Racing in Hong Kong has traveled a long way since the days when it was easy pickings for various expatriate jockeys. The longtime local racing “Uncle” remembers those days, names, dates and races. It goes all the way back to when Hong Kong was a colony, and there was the one race track in Happy Valley.
The back stories of Hong Kong racing have been passed on from one generation to the next until we’ve arrived with the Group 1 horse racing product we have today.
In many ways, it’s the most successful and well traveled product that’s truly Made In Hong Kong.
It’s a product that includes Shatin and Happy Valley racecourses. The magic of Joao Moreira, the thirteen consecutive Jockey Premierships of Douglas Whyte, and the brilliance of Zac Purton.
It’s the evolution of the Happy Wednesday brand, leading by example, and on the front foot, all the potential waiting to happen at the Conghua Training Facilities in Guangzhou, the turnover and attendance figures, the huge emphasis on integrity in racing, and horse racing giving back to make its home a better place.
Unless living here, it’s often difficult to explain. Horse racing is extremely popular, but it’s not all-consuming. There’s plenty of life outside of the sport. If one has had a losing day, there’s always tomorrow. It doesn’t spill over onto rants as opposed to opinions on Twitter or its Chinese equivalent called WeChat. The sometime Cantonese choruses of “Diiiiiiuuuus” to show dissatisfaction are left at the racecourse.

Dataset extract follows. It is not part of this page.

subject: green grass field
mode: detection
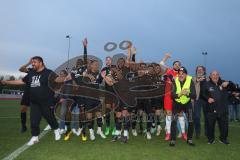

Negativity and anger is not allowed to take over the sport. Maybe it’s also a cultural difference, but Hong Kong racing fans won’t accept it, the racing media don’t fan the fires, and the HKJC will step in to ensure that things never reach a farcical level of bumbling and adopting a silence of the lambs approach, not when given the power by the government to steer horse racing in the right direction. Don’t like the sport? The door is over there.
It’s been a long and strange trip for Hong Kong racing, and now that we’re here, there’s more work to be done. Together. This won’t happen if there’s the constant din of Angry Birds flapping their wings while the Neros fiddle watching their Romes continue to burn around them.
This doesn’t make for a positive picture for the future of the sport. And that’s not anything to do with cultural differences. This is to do with being pragmatic and logical. This is to do with knowing where one has been, where one is now, and seeing the future that lies ahead.